President Donald Trump premised his mass deportation agenda on the idea that he will be “returning millions and millions of criminal aliens.” Department of Homeland Security (DHS) Secretary Kristi Noem has repeatedly claimed that they are arresting the “worst of the worst.” New nonpublic data from Immigration and Customs Enforcement (ICE) leaked to the Cato Institute reveal a different story.
Of people booked into ICE custody this fiscal year (since October 1, 2025):
Nearly three in four (73 percent) had no criminal conviction.
Nearly half had no criminal conviction nor even any pending criminal charges.
Only 8 percent had a violent or property criminal conviction.
Only 5 percent had a violent criminal conviction.
A majority of criminal convicts had vice, immigration, or traffic convictions.
The appendix table at the end of this report provides the detailed breakdown of the data by detailed type of crime.
The earliest data I obtained that was reported in this way comes from April 26, 2025. Compared with October 2024 to April 2025—before the White House shifted focus completely away from criminals—80 percent of the increase in daily ICE book-ins have come from individuals without criminal convictions.
Since October 1, only 8 percent of detained persons had either a violent or property crime.

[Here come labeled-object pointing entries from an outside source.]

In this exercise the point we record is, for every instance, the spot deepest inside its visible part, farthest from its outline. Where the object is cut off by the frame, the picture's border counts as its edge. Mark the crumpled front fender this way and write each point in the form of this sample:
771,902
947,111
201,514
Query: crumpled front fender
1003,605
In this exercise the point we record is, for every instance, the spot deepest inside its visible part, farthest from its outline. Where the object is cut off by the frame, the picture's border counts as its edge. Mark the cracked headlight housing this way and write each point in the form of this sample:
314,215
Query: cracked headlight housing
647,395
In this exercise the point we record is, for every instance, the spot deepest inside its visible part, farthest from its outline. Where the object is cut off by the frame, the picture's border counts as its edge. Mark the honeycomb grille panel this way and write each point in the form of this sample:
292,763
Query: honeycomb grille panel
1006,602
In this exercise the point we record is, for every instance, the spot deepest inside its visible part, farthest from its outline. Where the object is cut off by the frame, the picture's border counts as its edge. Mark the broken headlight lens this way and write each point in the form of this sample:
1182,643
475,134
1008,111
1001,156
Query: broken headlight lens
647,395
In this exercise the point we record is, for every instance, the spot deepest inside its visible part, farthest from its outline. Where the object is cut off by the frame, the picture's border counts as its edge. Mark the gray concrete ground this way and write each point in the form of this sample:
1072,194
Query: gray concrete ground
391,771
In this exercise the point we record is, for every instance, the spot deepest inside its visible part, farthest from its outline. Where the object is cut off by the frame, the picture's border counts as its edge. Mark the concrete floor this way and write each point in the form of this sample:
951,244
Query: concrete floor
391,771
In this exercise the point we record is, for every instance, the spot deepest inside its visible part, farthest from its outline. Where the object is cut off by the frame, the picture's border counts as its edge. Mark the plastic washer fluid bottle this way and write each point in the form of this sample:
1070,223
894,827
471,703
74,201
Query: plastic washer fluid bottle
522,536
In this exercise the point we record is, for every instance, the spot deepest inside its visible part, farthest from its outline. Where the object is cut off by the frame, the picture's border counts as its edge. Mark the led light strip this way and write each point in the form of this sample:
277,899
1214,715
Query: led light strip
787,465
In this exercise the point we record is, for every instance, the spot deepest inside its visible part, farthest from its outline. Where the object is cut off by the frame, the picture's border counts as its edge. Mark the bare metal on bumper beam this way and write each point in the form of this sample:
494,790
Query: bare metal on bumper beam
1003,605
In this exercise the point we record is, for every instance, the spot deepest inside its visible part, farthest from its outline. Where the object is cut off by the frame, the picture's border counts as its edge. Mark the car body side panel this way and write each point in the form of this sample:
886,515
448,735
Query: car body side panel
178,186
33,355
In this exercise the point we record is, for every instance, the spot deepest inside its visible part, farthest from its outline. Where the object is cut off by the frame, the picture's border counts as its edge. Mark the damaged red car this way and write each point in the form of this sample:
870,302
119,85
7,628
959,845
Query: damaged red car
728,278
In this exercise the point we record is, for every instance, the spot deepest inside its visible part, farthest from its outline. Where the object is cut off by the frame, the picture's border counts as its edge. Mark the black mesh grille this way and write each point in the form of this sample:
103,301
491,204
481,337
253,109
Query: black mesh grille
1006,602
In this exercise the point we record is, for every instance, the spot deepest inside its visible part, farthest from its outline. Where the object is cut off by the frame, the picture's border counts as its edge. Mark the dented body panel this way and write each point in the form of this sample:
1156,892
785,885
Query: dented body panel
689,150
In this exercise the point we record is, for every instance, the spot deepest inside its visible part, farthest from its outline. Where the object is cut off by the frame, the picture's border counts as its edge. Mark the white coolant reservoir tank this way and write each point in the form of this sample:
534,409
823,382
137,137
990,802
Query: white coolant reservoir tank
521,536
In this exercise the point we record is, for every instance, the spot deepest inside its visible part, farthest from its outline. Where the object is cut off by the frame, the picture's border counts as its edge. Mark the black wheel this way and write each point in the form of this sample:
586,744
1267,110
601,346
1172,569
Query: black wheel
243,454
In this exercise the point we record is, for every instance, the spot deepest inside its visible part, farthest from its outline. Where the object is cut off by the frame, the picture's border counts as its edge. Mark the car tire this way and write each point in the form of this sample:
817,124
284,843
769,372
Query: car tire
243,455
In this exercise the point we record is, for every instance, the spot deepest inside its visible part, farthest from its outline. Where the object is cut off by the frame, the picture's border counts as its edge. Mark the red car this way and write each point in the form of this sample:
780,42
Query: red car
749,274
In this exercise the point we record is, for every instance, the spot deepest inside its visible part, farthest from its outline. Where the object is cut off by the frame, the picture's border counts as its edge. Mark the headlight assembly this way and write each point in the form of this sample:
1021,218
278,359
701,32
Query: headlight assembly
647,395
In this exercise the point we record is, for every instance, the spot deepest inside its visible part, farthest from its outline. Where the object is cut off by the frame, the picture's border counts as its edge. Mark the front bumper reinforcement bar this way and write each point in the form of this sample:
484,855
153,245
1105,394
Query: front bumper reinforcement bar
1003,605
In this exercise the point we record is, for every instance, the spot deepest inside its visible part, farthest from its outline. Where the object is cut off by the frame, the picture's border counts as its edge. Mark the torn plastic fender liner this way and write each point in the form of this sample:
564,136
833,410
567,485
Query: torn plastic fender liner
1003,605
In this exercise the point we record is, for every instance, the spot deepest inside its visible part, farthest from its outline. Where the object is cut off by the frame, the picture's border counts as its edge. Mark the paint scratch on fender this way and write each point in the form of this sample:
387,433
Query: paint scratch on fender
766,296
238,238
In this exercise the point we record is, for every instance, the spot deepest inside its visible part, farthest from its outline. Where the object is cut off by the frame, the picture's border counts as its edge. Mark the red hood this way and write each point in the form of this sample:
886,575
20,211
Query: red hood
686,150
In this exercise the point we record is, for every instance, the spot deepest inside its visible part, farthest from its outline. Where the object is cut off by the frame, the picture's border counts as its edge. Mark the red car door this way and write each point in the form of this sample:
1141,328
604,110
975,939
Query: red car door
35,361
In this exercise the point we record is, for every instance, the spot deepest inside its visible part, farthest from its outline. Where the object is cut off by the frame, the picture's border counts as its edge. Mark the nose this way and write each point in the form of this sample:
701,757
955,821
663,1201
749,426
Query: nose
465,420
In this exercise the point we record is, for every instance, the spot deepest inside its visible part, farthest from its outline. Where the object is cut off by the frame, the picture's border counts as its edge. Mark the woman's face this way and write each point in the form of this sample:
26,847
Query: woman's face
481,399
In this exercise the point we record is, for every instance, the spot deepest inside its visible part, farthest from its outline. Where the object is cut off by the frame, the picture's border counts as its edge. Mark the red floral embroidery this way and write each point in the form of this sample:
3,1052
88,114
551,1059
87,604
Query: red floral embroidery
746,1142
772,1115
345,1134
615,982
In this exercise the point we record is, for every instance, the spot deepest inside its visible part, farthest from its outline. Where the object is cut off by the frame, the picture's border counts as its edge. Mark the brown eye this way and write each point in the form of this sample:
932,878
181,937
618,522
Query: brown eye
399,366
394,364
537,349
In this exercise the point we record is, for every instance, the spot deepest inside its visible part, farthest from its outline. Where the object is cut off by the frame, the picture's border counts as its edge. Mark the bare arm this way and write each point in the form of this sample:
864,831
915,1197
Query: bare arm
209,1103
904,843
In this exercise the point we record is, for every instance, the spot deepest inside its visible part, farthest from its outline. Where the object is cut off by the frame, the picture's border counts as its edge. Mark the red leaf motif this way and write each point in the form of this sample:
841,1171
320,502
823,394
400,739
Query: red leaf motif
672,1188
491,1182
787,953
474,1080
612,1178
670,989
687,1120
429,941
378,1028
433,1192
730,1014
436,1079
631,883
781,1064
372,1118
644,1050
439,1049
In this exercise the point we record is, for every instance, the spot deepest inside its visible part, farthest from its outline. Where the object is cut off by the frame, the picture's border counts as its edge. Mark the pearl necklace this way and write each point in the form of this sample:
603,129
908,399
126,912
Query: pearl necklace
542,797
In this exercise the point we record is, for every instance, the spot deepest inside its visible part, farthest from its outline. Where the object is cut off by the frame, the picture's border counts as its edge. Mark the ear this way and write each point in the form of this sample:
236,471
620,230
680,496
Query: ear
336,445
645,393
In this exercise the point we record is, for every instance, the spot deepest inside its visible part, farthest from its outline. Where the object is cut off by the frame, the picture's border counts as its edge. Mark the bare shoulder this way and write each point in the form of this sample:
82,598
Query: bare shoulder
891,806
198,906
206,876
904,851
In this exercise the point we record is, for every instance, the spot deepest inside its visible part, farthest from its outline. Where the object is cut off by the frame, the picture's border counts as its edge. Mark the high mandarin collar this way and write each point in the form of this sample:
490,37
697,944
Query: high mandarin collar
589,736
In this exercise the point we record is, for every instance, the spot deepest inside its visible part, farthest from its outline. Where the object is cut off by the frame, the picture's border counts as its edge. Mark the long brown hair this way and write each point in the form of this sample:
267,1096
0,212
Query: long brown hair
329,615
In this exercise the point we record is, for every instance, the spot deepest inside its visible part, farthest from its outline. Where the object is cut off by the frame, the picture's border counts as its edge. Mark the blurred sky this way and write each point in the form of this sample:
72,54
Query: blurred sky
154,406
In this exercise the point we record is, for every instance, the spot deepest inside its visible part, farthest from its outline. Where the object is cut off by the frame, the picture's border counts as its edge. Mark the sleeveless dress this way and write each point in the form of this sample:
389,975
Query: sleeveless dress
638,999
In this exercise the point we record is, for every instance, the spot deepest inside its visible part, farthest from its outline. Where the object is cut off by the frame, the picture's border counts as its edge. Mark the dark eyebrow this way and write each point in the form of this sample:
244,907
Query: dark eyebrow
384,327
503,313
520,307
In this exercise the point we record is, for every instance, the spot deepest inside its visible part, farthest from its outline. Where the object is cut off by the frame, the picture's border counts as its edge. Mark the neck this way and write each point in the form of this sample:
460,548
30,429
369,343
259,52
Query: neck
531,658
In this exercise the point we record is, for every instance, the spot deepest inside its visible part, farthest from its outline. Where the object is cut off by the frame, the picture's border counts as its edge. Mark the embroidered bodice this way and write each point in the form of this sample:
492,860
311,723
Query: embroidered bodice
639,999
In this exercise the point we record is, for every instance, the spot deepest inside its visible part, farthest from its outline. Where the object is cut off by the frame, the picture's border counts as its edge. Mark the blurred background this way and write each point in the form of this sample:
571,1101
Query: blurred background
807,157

As many people were detained with an immigration conviction (e.g., illegal entry/reentry) as violent convicts.
In its posts on this subject, DHS and ICE often include people with pending criminal charges as “criminal arrests,” even though these people have never been found guilty, and the charges are often minor and regularly dismissed. ICE is depriving these people of due process by arresting them prior to a conviction. Nonetheless, ICE data show that nearly half (47 percent) of all ICE detainees this fiscal year
Other data sources support the conclusions from the number of ICE book-ins. The Deportation Data Project, which is run by UC Berkeley Law School in collaboration with the UCLA School of Law’s Center for Immigration Law and Policy, has obtained data on ICE arrests via the Freedom of Information Act. ICE arrests are individuals charged as removable by Immigration and Customs Enforcement, so it excludes people arrested by Border Patrol and referred to ICE for detention who are included in the data above.
This arrest dataset also does not disclose the type of crime committed. In any case, it similarly shows that by late July, 67 percent of ICE arrests were of people without criminal convictions. It also shows that by late July, nearly 40 percent of ICE arrests were of people without criminal convictions or criminal charges. This is a dramatic change from President Joseph Biden’s policies under which only one in 10 arrests were individuals without any criminal conviction or charge.
More important than the share of arrests is the absolute number of these arrests. Already by late July, ICE arrests of immigrants without criminal convictions had increased by 571 percent from the weekly average to start the calendar year. ICE arrests of immigrants without criminal convictions or criminal charges increased a staggering 1,500 percent since January 1.
Finally, the last data source comes from public data directly from the Immigration and Customs Enforcement website, showing that by mid-November, 69 percent of current ICE detainees who were arrested by ICE had no criminal conviction and 40 percent had no criminal charge. The number of people in detention who were convicted of a crime and had no pending charges increased a staggering 2,370 percent since January from fewer than 1,000 to over 21,000.
The ICE data show that the share of immigrants detained after an ICE arrest who had criminal convictions has fallen in half since January from 62 percent of detainees to 31 percent in November. At the same time, the share of detainees without a criminal conviction or criminal charge has exploded from 6 percent to 40 percent of detainees.
The same ICE dataset shows that in November 2025, 70 percent of those who ICE deported had no criminal conviction, and 43 percent had no criminal conviction or criminal charge. Across all available datasets, it is clear that the Trump administration is not living up to its promises to deport millions and millions of criminals or to prioritize the worst of the worse. So far, the administration has removed barely 90,000 individuals with criminal convictions and fewer than 150,000 individuals with convictions or pending charges.
President Trump’s deportation agenda does not match the campaign promises that he made nor the rhetoric from his officials. The president has already recognized that deportations are hurting the US economy in deporting good workers. But perhaps more importantly, the agenda is taking resources away from targeting true public safety threats, whether from immigrants or Americans. ICE should redirect its resources back toward serious public safety threats.